01 - Generously season beef chunks with salt and pepper on all sides.
02 - Heat a large skillet over medium-high heat. Sear beef chunks on all sides until deeply browned, about 3-4 minutes per side. Transfer browned beef to the slow cooker.
03 - In the same skillet, add onion, carrots, and celery. Sauté for 4-5 minutes until vegetables soften and begin to caramelize. Add minced garlic and cook for 1 minute until fragrant.
04 - Stir tomato paste into the vegetables and cook for 1 minute to deepen flavor. Pour in red wine, scraping up browned bits from the pan bottom. Simmer for 2 minutes until slightly reduced.

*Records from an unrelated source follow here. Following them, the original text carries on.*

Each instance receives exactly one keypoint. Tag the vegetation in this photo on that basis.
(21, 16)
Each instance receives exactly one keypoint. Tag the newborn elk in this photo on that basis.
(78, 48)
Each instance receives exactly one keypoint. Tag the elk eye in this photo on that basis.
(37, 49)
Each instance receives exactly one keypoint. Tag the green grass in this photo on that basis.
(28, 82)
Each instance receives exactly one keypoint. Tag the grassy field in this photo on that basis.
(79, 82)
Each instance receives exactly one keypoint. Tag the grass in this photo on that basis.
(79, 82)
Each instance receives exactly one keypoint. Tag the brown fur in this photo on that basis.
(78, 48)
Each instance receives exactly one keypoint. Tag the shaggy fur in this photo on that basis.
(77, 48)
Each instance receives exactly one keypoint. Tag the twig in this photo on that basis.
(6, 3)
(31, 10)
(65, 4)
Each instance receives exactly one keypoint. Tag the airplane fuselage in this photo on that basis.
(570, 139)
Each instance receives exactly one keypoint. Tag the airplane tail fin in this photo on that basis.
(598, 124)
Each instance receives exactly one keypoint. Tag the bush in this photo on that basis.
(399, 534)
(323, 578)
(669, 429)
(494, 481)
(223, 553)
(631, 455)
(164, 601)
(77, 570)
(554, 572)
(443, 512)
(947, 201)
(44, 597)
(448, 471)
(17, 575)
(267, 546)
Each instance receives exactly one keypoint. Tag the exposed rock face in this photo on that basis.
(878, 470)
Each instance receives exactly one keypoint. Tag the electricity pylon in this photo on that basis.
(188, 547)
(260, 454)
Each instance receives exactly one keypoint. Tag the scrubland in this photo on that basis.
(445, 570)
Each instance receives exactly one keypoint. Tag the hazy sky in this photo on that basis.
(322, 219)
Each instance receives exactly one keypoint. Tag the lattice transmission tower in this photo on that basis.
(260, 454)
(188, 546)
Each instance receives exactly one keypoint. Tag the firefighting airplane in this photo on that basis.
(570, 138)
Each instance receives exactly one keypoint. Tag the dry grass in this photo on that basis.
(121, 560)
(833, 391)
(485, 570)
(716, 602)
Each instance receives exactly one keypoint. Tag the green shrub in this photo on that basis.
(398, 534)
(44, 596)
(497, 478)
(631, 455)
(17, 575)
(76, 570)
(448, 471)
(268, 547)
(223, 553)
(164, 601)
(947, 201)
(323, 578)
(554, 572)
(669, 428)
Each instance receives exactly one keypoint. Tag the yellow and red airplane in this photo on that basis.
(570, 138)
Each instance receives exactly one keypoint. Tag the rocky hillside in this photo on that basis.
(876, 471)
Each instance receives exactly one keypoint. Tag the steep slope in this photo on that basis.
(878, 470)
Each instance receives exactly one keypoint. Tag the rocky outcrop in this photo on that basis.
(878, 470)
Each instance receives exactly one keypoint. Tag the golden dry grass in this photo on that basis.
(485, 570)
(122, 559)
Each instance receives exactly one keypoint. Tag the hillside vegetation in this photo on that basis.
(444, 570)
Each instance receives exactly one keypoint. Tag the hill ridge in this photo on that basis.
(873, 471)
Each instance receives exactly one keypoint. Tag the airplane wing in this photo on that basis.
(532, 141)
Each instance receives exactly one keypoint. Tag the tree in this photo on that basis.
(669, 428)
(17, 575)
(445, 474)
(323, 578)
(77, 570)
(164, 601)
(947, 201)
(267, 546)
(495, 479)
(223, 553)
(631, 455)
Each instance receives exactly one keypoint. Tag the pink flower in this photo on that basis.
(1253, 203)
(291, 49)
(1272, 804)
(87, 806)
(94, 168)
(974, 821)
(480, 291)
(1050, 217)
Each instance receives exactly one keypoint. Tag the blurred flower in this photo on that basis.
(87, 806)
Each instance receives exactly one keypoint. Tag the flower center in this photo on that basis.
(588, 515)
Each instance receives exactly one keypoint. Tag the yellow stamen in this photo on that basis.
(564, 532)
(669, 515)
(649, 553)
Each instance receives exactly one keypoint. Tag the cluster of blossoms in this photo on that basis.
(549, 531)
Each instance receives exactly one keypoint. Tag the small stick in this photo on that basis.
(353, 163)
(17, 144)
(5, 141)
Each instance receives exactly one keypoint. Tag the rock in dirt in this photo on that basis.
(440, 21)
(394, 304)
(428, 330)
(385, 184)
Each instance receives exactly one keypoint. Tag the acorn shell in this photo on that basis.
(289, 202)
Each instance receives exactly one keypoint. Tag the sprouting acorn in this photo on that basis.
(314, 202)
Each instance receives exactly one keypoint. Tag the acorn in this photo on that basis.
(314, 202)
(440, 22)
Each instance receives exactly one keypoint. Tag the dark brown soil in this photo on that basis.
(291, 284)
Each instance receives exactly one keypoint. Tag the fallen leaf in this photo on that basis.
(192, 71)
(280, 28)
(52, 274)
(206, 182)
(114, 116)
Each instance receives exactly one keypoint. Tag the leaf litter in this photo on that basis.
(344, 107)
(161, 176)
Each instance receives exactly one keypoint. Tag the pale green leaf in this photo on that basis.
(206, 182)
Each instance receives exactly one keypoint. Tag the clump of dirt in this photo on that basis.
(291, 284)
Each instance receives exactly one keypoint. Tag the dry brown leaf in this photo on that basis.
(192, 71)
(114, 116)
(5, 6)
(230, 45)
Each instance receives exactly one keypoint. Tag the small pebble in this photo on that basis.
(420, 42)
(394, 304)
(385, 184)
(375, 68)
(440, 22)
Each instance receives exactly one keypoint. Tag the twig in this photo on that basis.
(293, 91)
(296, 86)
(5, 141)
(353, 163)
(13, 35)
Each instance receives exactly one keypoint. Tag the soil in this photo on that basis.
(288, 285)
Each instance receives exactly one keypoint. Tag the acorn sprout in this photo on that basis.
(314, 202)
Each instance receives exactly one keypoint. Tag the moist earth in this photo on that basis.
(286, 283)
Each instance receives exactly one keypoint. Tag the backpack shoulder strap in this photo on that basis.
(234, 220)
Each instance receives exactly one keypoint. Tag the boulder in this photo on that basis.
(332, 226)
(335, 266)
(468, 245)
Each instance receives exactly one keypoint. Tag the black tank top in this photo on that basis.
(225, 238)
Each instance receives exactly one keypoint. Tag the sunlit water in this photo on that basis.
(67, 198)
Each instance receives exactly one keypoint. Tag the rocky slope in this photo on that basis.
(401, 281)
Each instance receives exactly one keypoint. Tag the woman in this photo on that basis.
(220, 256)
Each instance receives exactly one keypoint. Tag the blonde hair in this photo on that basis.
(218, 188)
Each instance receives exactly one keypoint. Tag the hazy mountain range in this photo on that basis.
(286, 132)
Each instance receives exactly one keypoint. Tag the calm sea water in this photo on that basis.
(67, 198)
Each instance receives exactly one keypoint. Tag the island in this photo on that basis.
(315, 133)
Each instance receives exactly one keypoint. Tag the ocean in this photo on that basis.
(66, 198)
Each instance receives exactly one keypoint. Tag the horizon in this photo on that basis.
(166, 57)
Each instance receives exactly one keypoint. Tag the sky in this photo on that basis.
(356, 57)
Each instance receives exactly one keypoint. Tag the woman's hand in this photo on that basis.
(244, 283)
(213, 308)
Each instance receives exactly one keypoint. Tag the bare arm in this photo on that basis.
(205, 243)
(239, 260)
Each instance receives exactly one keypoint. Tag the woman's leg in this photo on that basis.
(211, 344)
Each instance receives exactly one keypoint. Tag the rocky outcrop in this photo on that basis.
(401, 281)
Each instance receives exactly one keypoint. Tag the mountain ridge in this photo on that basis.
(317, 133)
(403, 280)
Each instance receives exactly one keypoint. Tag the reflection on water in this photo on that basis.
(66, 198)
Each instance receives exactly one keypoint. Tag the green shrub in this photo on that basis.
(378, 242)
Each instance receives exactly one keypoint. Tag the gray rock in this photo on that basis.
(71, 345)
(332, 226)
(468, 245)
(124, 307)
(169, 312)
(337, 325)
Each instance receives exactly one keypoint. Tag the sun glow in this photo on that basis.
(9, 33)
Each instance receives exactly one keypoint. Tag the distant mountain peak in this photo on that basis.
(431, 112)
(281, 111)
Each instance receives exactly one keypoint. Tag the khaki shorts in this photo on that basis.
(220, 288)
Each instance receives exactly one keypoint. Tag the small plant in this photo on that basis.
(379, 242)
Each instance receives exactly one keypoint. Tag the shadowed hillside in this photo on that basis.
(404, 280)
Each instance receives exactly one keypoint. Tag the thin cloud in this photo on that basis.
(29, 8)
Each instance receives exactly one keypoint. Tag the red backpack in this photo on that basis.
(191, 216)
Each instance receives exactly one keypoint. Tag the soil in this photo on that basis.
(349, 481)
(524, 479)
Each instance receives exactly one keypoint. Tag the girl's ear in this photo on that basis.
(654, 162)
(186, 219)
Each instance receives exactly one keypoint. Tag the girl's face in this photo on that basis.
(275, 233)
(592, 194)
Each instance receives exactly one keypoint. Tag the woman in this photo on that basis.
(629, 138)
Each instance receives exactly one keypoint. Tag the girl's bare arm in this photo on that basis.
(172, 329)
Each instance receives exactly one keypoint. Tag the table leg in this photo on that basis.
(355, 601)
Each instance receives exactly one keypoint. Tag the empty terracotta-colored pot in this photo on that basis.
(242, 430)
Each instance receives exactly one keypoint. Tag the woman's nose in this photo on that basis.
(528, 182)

05 - Transfer vegetable mixture to the slow cooker with the beef. Add crushed tomatoes, beef broth, oregano, thyme, bay leaves, and red pepper flakes. Stir everything together until well combined.
06 - Cover and cook on low setting for 8 hours, or on high for 4-5 hours. The beef is done when it easily shreds with a fork.
07 - Remove and discard bay leaves. Using two forks, shred the beef directly in the sauce. Stir thoroughly to distribute the shredded meat throughout the ragu. Taste and adjust seasoning with additional salt and pepper if needed.
08 - Bring a large pot of salted water to boil. Cook pappardelle according to package directions until al dente. Drain, reserving a small amount of pasta water, and toss the pasta with a ladle of the ragu sauce.
09 - Portion sauced pasta onto plates or shallow bowls. Top generously with beef ragu. Garnish with chopped fresh parsley and a generous dusting of grated Parmesan cheese.